Poor Haitians. Asking and braving rejection...Baby steps made

Not confident enough to ask something in case one is rejected...

Asking favours/pushing myself forward has never been my strong suit, but inspired by some of Nick Baylis's words, I forced myself to follow up on a recent visit to a museum with a telephone call and offer my services in a voluntary capacity. It is a venue where my background knowledge can certainly come in handy and about which I am sooo enthusiastic.

Happily it may well be that I will become involved in the organisation - musn't count my chickens - but their reaction sounded very positive and on a recent visit there, I bumped into 3 people from my past who it would be a delight to work nearby again!

Okay, so a baby steps only, but Nick and others' thoughts on the ways we hold ourselves back by not venturing in life are already proving useful, especially the idea that even the act of asking/attempting something new etc., can in themselves encourage our self-belief and courage.

I have recognised that like so many others, some of my behavioural traits come from a somewhat childish fear of not being perfect, not wishing to be seen to fail and so on.

My small 'problem' (how dare I utter that word seriously in view of the Bosch-like hell of the poor Haitians) re the un-wanted attentions of someone reared its head ago recently. Fortunately my partner knows about the situation ( we all go to the same gym) and we talk about it which helps, but I find it quite tricky and annoying . It is quite strange that someone cannot see that I am clearly not interested and wish just to be on friendly terms.

And on to Haiti - it is almost unimaginably ghastly and nightmarish over there - made so much worse by the destruction wreaked on the infrastructure. Poor poor souls.

Monday, January 4, 2010

Pursuing well-being. Inspired by Dr Nick Baylis

Happy New Year of course!!

Well into another decade as well as year, so Something has to be done with myself. Yes, it is that time of year where all sorts of resolutions are made, only to be broken a few days/weeks later, but I determined to continue to head in the right direction, albeit little by little. Though I have made strides in clarity of thought, not procrastinating nearly as much and so on, there is much more to be done on this front. I have had the serendipity 2 days ago to have come across a cool book by Dr Nick Baylis who lectures on the skills of well-being at Cambridge University (UK). I am now part of the way through it and am already benefitting! His definition of happiness seems very good to me. Evidently it is not possible nor even desirable to be in a constant state of unquestioning 'happiness' which can frankly be almost bovine, but what I have found useful to think about is Dr Baylis's take on how we can also utilise to positive ends what are considered negative emotions such as feelings of loss, frustration, anger etc. It sounds rather trite and simplistic put like this in my stumbling way, but he does it in far more depth and much more convincingly of course. I have already identified some patterns of behaviour in myself from his writings and genuinely believe that I will be able to make changes and improvements by having done so.

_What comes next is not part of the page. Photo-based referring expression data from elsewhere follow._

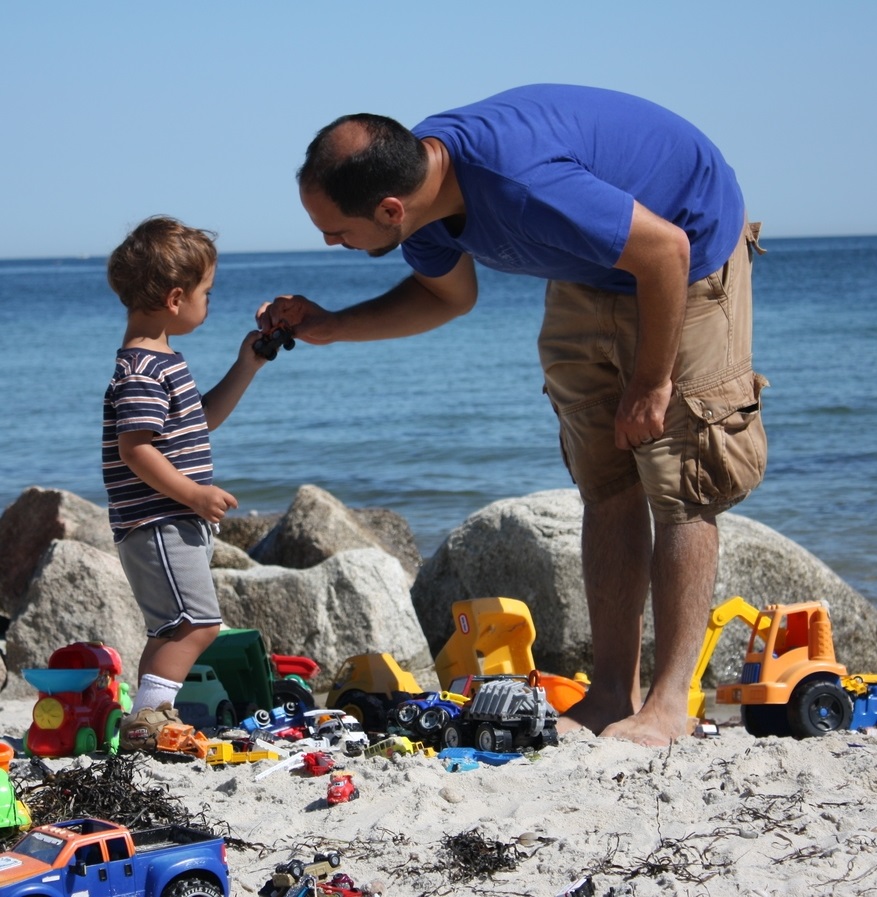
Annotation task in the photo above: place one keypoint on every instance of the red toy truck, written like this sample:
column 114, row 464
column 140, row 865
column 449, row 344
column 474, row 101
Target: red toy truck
column 80, row 705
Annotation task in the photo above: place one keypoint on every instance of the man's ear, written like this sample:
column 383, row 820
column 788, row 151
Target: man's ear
column 174, row 299
column 390, row 210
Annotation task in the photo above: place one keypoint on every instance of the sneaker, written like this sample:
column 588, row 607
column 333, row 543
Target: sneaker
column 140, row 730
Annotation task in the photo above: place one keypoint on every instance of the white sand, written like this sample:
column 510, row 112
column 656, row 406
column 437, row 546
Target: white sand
column 715, row 816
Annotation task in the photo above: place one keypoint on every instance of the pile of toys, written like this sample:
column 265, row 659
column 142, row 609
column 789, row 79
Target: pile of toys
column 493, row 706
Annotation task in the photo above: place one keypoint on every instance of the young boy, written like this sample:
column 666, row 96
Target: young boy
column 157, row 463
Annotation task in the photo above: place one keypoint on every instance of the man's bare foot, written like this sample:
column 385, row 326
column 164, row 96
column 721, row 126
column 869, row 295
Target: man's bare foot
column 593, row 713
column 648, row 728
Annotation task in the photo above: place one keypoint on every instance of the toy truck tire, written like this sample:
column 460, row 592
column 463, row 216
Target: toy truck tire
column 493, row 739
column 286, row 691
column 225, row 715
column 432, row 720
column 818, row 707
column 453, row 735
column 193, row 886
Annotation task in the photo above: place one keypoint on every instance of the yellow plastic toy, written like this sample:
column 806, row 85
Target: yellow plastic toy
column 494, row 637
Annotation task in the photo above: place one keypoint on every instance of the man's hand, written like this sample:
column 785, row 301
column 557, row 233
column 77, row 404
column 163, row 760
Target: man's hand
column 640, row 416
column 307, row 320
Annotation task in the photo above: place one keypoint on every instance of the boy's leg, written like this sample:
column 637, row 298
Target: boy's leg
column 168, row 567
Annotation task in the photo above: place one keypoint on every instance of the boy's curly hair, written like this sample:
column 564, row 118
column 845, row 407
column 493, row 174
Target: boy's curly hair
column 159, row 254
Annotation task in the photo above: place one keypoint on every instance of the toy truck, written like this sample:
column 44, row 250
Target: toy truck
column 93, row 856
column 251, row 677
column 506, row 712
column 369, row 686
column 792, row 683
column 80, row 703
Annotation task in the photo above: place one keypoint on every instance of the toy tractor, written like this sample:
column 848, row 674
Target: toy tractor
column 792, row 683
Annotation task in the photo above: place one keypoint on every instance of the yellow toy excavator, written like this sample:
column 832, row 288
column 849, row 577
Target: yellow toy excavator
column 732, row 609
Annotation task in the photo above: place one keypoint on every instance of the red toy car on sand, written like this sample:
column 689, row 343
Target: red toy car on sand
column 341, row 789
column 80, row 705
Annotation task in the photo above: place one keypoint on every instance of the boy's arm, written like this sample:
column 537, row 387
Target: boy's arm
column 220, row 401
column 151, row 466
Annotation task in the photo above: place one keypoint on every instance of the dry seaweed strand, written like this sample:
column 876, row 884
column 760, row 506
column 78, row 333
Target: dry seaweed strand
column 117, row 789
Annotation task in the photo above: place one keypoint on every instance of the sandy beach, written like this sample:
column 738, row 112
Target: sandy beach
column 718, row 815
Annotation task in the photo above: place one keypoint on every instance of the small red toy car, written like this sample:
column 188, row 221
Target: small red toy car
column 318, row 763
column 341, row 789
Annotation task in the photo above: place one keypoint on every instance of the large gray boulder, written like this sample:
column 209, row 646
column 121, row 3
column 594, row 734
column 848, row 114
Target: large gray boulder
column 77, row 593
column 530, row 548
column 354, row 602
column 317, row 526
column 31, row 523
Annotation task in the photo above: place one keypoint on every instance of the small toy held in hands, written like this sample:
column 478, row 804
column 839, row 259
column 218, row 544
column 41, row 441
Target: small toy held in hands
column 268, row 344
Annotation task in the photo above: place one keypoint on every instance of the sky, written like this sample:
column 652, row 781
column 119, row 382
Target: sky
column 114, row 111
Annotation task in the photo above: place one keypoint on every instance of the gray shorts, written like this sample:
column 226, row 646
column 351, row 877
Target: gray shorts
column 168, row 567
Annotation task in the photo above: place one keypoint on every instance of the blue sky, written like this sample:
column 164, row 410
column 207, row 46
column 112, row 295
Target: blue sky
column 112, row 111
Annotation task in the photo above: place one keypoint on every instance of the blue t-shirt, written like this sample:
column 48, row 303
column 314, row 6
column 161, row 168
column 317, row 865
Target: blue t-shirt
column 152, row 391
column 549, row 174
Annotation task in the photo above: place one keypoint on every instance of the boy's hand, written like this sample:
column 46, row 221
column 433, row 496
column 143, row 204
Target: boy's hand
column 212, row 503
column 307, row 320
column 246, row 352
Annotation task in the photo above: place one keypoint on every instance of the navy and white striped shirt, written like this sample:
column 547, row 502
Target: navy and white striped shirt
column 152, row 391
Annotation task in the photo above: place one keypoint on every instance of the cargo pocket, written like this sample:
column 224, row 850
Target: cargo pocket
column 725, row 451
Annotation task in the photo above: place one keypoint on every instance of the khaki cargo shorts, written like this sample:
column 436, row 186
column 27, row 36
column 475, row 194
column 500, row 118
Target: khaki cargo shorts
column 714, row 450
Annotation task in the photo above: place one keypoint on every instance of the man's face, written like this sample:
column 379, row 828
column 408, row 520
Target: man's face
column 373, row 236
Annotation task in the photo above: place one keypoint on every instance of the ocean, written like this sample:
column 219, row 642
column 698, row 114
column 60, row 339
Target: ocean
column 437, row 426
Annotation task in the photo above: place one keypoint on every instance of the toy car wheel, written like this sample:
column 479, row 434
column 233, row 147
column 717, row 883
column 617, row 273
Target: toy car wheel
column 819, row 707
column 407, row 713
column 193, row 887
column 549, row 737
column 452, row 735
column 286, row 691
column 431, row 720
column 225, row 715
column 488, row 738
column 295, row 868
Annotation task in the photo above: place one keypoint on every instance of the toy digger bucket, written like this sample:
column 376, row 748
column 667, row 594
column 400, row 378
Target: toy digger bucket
column 492, row 636
column 561, row 692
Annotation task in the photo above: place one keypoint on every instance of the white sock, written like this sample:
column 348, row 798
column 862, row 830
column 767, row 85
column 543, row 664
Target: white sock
column 154, row 690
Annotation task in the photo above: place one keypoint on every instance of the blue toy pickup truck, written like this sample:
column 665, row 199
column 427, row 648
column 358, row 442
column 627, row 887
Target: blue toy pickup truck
column 92, row 856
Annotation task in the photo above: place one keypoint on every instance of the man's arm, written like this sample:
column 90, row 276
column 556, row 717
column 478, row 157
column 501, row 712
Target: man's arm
column 415, row 305
column 657, row 254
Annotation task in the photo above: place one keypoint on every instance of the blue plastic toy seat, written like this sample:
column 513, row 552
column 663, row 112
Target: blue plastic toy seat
column 52, row 682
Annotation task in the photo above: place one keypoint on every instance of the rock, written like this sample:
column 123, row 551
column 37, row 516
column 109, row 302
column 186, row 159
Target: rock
column 227, row 556
column 529, row 548
column 29, row 525
column 247, row 530
column 318, row 526
column 354, row 602
column 77, row 593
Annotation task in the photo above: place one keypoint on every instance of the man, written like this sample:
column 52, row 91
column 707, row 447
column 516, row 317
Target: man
column 638, row 225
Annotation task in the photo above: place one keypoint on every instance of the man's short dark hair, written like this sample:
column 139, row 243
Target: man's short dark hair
column 357, row 167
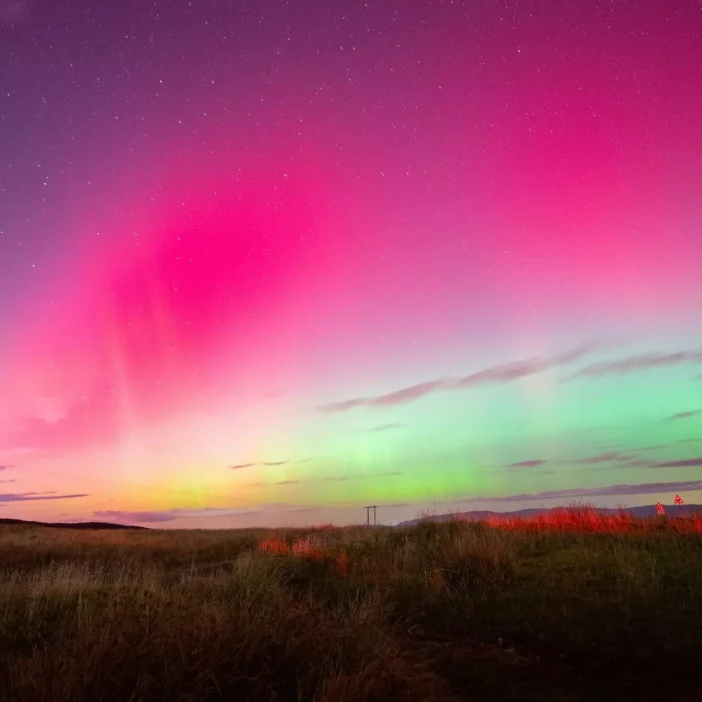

I'm not expecting to turn my life around rapidly, but hope that gradually I will come to see myself, my life and what is merely fantasy more clearly. I have, since starting the book, already embarked on a small new project which may or may not succeed, but as I now I recognise that one of my failings is being so keen not to fail, or be seen by others to do so, that I have talked myself out of many things and opportunities which may have led who knows where over the last several years, I have determined to employ a more 'nothing ventured' approach to my whole life. Thank you Nick!!.